No changes to Station Parade crossing despite pedestrian's death
Station Parade crossing will not be changed following an investigation into the death of an 83-year-old man there in November last year.
The elderly pedestrian was crossing 10 metres away from the lights when he was struck by an oncoming car in October last year.
Despite dying from the injuries he sustained six days later, the investigation concluded the accident was no fault of the £100,000 ‘scramble crossing’.
The news will disappoint nearby business owners who have dubbed the crossing an ‘utter nightmare’ of safety concerns and traffic jams.
Coun Don Mackenzie, executive member for Highways, stressed the accident was not caused by the crossing but admitted he could understand pedestrians’ confusion.

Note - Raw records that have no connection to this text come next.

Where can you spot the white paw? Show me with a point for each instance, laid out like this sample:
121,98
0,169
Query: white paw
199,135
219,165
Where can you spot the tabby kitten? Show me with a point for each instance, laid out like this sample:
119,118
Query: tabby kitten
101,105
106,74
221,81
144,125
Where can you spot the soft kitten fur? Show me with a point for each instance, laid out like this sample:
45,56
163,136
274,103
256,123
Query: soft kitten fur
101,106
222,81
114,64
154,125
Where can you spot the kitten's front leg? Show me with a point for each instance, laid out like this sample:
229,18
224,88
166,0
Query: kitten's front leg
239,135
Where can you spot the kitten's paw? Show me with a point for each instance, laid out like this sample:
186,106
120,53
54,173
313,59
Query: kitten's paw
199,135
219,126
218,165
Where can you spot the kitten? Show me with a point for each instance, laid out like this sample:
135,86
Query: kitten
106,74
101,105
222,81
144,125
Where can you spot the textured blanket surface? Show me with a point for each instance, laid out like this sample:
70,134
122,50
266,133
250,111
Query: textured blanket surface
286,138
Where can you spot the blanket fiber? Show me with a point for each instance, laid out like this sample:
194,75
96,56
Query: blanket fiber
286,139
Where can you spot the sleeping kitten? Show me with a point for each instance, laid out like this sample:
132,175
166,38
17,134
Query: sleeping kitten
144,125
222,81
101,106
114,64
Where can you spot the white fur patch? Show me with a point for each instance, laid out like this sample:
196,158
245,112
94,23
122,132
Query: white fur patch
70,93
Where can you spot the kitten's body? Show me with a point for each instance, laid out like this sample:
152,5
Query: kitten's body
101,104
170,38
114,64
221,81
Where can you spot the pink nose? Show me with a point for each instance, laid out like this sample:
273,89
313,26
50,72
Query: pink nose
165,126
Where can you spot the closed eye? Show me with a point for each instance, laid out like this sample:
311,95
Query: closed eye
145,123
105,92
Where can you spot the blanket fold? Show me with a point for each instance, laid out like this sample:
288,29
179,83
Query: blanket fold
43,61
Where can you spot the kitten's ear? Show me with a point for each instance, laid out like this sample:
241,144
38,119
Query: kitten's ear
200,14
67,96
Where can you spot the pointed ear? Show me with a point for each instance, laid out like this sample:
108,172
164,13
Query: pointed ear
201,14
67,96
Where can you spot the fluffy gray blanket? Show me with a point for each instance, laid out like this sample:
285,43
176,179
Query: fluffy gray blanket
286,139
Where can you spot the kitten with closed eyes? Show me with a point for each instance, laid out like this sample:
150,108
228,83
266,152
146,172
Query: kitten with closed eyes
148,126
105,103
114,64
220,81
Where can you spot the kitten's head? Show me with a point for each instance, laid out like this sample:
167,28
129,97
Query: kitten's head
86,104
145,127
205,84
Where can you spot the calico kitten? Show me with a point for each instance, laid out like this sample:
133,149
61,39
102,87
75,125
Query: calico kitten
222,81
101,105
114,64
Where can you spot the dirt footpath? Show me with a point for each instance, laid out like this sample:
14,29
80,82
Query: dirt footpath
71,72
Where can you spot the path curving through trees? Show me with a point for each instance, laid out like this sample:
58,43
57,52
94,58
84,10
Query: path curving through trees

He said: “In this case, clearly the scramble crossing was in no way to blame because the pedestrian wasn’t using it.
“No crossing is safe, even with the best of visibility, if a pedestrian crosses on red or a car goes through on red.
“As it is, the crossing is safe and there is no question about that. As long as the pedestrians wait for the green man.
“Personally, I am not satisfied with the crossing. There is still an element of confusion and I can see pedestrians looking nervously at one another.”
The report states that at ‘various points’ pedestrians were observed crossing the junction despite the signals being on red.
As a result, Coun Mackenzie is hoping to introduce a countdown clock at the ‘earliest possibility, that informs pedestrians of how long they have to cross.
However, Dennis MacFarlane, managing director at Up & Running, has criticised the report’s findings and urged the county council to find a suitable solution.
He said: “The Scramble crossing is a continuous frustration to me and all the traders on lower station parade.
“There was nothing wrong with the junction before, no one can understand why it needed changing when it wasn’t broken.
“No vehicles are moving and no pedestrians are crossing. Everyone is wondering why there are more traffic jams than ever before.”
Coun Mackenzie admitted it was a ‘complicated crossing’ but stressed that it gave more protection to pedestrians crossing Lower Station Parade than before it was introduced.
He said: “Far more pedestrians than cars use it so it was always going to slow traffic down.”